安倍晋三元首相の国葬が終わった。首相経験者では吉田茂氏以来55年ぶりの戦後2例目で、開催基準を巡って批判も渦巻いたことをどう見るか。歴史社会学が専門の山本昭宏・神戸市外国語大准教授(38)に聞いた。(井上太郎)
吉田氏の国葬が行われたのは1967年。首相退任後13年が経過していた一方、逝去からはわずか11日後だったのに対し、安倍氏の国葬は退任の2年後と期間が短い半面、凶弾に倒れてからは81日がたっている。
吉田氏の国葬を巡っても当時批判の声はあったが、今回ほどではなかった。アベノミクス、安全保障政策、森友・加計学園問題、世界平和統一家庭連合(旧統一教会)との関係など、政治家としての評価が十分に定まっていないことが反対意見の根底にある。
閣議決定によったプロセスは結果的に拙速だったと言わざるを得ない。岸田文雄首相の説明が最後まで曖昧で、自民党内の支持を固めたいという意図、国葬の政治利用に対する一種の拒否感はあっただろう。旧統一教会問題の広がりに加えて円安、物価高、自然災害といった暮らしに直結する課題が噴出するにつれ、全額国費で行う国葬にも厳しい目が向けられていった。
故人を悼む場としては7月に既に葬儀が営まれていること、弔問外交も開催理由に挙げられたことを踏まえると感情論とは切り離すべきで、国葬とは何かという議論と、理解を深める努力が不可欠だった。

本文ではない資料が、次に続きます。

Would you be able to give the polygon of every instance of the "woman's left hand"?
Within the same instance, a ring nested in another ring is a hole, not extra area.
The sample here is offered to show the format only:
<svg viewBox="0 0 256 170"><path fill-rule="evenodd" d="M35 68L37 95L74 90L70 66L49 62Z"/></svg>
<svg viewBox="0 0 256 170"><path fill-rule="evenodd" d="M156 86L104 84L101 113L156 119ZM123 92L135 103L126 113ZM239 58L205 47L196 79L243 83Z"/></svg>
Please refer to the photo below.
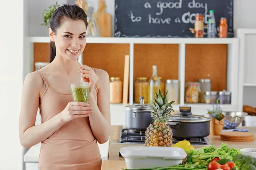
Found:
<svg viewBox="0 0 256 170"><path fill-rule="evenodd" d="M82 65L79 68L80 69L78 72L82 73L80 76L82 77L83 82L89 82L89 92L92 93L96 85L96 82L99 79L98 76L95 74L92 68L86 65Z"/></svg>

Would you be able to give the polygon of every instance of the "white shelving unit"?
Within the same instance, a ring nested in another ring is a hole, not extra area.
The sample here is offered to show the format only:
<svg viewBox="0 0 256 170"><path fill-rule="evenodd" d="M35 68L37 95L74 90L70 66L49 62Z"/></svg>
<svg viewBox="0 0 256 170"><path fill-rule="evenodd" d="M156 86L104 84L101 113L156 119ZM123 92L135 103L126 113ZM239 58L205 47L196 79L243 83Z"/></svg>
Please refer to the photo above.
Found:
<svg viewBox="0 0 256 170"><path fill-rule="evenodd" d="M240 40L239 102L256 107L256 29L238 29L237 37Z"/></svg>
<svg viewBox="0 0 256 170"><path fill-rule="evenodd" d="M34 42L49 42L49 37L27 37L30 48L32 49ZM224 111L241 111L242 105L239 105L238 99L239 86L239 39L237 38L116 38L116 37L87 37L87 43L111 43L129 44L130 46L130 74L129 74L129 99L127 105L133 104L133 68L134 47L136 44L179 44L179 75L180 82L180 104L174 105L174 109L178 110L180 105L186 105L184 103L184 90L185 77L186 45L189 44L227 44L227 90L232 92L231 104L221 105L221 107ZM31 50L30 50L31 51ZM30 54L32 54L31 53ZM30 56L33 59L33 56ZM32 63L33 63L32 61ZM212 108L210 104L189 104L194 114L205 115L207 109ZM113 125L125 124L125 105L122 104L111 104L111 122Z"/></svg>

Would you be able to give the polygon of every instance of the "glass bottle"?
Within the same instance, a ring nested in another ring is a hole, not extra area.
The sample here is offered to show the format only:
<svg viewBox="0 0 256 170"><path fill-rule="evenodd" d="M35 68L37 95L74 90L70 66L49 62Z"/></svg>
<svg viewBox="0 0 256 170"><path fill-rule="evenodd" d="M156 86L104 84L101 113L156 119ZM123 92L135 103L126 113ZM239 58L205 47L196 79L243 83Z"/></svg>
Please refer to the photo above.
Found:
<svg viewBox="0 0 256 170"><path fill-rule="evenodd" d="M140 103L140 97L144 97L144 103L148 103L148 81L147 77L137 77L135 82L134 102Z"/></svg>
<svg viewBox="0 0 256 170"><path fill-rule="evenodd" d="M207 27L207 37L215 38L217 34L217 29L214 17L214 10L210 10L209 12L210 17Z"/></svg>
<svg viewBox="0 0 256 170"><path fill-rule="evenodd" d="M227 37L227 19L225 18L222 17L220 20L219 37Z"/></svg>
<svg viewBox="0 0 256 170"><path fill-rule="evenodd" d="M159 88L160 88L160 80L157 76L157 69L156 65L153 65L153 74L148 81L149 87L148 88L148 103L152 104L152 101L154 98L155 97L154 92L158 94Z"/></svg>
<svg viewBox="0 0 256 170"><path fill-rule="evenodd" d="M123 84L121 78L119 77L111 77L110 79L110 102L111 103L122 103Z"/></svg>
<svg viewBox="0 0 256 170"><path fill-rule="evenodd" d="M86 36L87 37L100 37L101 28L97 17L88 17L88 28Z"/></svg>
<svg viewBox="0 0 256 170"><path fill-rule="evenodd" d="M197 14L195 21L195 37L204 37L204 16Z"/></svg>
<svg viewBox="0 0 256 170"><path fill-rule="evenodd" d="M165 85L164 82L163 80L163 78L162 77L158 77L158 78L160 80L160 90L161 90L161 91L164 95L165 94Z"/></svg>

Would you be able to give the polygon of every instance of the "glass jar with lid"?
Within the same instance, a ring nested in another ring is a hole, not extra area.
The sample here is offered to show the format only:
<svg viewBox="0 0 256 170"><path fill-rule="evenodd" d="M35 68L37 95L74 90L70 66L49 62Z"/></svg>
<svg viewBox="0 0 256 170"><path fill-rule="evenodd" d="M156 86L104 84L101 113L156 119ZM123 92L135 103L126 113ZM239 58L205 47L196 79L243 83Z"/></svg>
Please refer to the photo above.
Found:
<svg viewBox="0 0 256 170"><path fill-rule="evenodd" d="M137 77L135 82L134 102L139 103L140 97L144 97L144 102L148 103L149 83L147 77Z"/></svg>
<svg viewBox="0 0 256 170"><path fill-rule="evenodd" d="M211 91L211 79L200 79L198 80L200 84L198 102L200 103L204 103L204 94L206 91Z"/></svg>
<svg viewBox="0 0 256 170"><path fill-rule="evenodd" d="M122 103L122 82L119 77L110 78L110 102Z"/></svg>
<svg viewBox="0 0 256 170"><path fill-rule="evenodd" d="M167 102L175 101L174 104L180 103L180 88L179 80L177 79L167 79L166 81L165 91L168 91L166 98Z"/></svg>
<svg viewBox="0 0 256 170"><path fill-rule="evenodd" d="M231 104L231 92L230 91L219 91L219 103L220 104Z"/></svg>
<svg viewBox="0 0 256 170"><path fill-rule="evenodd" d="M186 102L190 103L198 102L199 94L201 91L200 84L198 82L188 82L186 86Z"/></svg>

当日、国内外からの参列者は4183人。佐藤栄作氏の時は内閣と自民党、国民有志による「国民葬」だったが、同じ東京・日本武道館で約6400人が参列した。中曽根康弘氏らと同じ内閣・自民党合同葬の形式ではいけない理由はあったのか。盛大に送りたい人たちにとっても、国葬でない方が心置きなく弔意を示せた可能性はないのか。今後のためにきちんと検証する必要がある。
一定の対立点があることは決して悪いことではない。行政権とは、民主主義とは、国家とは何か。皮肉な言い方だが、国民一人一人が賛否からもう一歩踏み込んで考える契機になったのならば、国葬の意義はあったのかもしれない。
【やまもと・あきひろ】1984年奈良県生まれ。京都大大学院博士課程修了。専門はメディア文化史、歴史社会学。著書に「戦後民主主義」「大江健三郎とその時代」など。